Un piano decennale per un sistema sanitario più vicino ai cittadini
Il Cantone dei Grigioni sta lavorando a una nuova strategia sanitaria per garantire un sistema di cure decentralizzato, efficiente e sostenibile in tutto il territorio cantonale. L’obiettivo è assicurare che ogni cittadino e visitatore, indipendentemente dalla località in cui si trovi, possa avere accesso a servizi sanitari adeguati e tempestivi.
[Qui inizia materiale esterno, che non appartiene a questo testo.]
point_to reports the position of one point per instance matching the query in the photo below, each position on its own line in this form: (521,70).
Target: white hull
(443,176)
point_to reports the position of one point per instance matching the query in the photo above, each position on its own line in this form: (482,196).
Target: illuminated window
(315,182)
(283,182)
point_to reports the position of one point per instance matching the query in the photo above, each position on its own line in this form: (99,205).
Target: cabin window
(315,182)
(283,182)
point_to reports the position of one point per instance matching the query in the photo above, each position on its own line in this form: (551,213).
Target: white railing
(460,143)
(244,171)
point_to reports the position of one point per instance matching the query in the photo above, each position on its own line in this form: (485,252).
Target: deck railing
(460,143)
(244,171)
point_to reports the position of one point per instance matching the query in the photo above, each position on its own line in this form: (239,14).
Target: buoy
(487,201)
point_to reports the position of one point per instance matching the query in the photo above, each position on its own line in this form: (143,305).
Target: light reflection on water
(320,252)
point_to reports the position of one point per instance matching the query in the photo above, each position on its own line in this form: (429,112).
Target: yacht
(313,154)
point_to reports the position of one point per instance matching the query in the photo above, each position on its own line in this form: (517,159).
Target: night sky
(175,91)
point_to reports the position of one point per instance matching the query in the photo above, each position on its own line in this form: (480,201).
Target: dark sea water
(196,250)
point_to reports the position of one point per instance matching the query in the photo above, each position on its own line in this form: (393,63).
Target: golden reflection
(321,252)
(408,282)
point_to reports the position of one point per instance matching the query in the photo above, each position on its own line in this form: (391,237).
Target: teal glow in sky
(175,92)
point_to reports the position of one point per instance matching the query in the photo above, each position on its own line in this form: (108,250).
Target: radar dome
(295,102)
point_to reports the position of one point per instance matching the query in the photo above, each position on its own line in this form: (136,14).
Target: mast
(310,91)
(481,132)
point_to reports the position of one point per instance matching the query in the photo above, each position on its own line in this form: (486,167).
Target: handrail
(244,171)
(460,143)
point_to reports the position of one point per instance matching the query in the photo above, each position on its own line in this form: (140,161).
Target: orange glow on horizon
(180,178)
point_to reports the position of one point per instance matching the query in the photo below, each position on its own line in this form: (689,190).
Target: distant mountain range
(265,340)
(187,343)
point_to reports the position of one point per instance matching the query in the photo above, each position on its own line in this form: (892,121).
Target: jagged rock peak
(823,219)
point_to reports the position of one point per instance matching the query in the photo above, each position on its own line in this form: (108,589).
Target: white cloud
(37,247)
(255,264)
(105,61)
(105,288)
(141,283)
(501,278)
Sfide legate alla stagionalità e alla geografia
Con una popolazione che oscilla tra le 200.000 e le 400.000 persone in base alla stagione turistica, i Grigioni devono affrontare una gestione sanitaria particolarmente complessa. Le variazioni demografiche stagionali e la topografia montana rappresentano una sfida per la pianificazione delle risorse e del personale. «La struttura territoriale e la densità abitativa variabile ci impongono un approccio innovativo», ha dichiarato Peter Peyer, responsabile del Dipartimento di giustizia, sicurezza e sanità.
Tutti gli attori sanitari coinvolti nella nuova visione
L’offerta sanitaria decentralizzata nei Grigioni è garantita da un sistema diversificato che include:
- Ospedali di medicina acuta
- Servizi psichiatrici cantonali (SPGR)
- Istituti di riabilitazione
- Case per anziani e Spitex
- Cure palliative
- Medici di famiglia, levatrici, fisioterapisti
- Servizi di emergenza e salvataggio
- Consulenze familiari e pediatriche
Questa ampia rete sarà direttamente coinvolta nell’elaborazione delle nuove linee guida sanitarie.
Fattori chiave che influenzano il sistema sanitario del futuro
La pianificazione per il periodo 2026–2036 si baserà su fattori cruciali come:
- Andamento demografico e invecchiamento della popolazione
- Reperibilità del personale medico qualificato
- Digitalizzazione e innovazioni cliniche
- Sostenibilità economica e sviluppo delle infrastrutture
- Esigenze del turismo sanitario
Il gruppo incaricato, guidato dalla ricercatrice Marion Thalmann, sta strutturando un insieme di linee strategiche operative in collaborazione con esperti multidisciplinari. Il piano sarà presentato entro la primavera del 2026.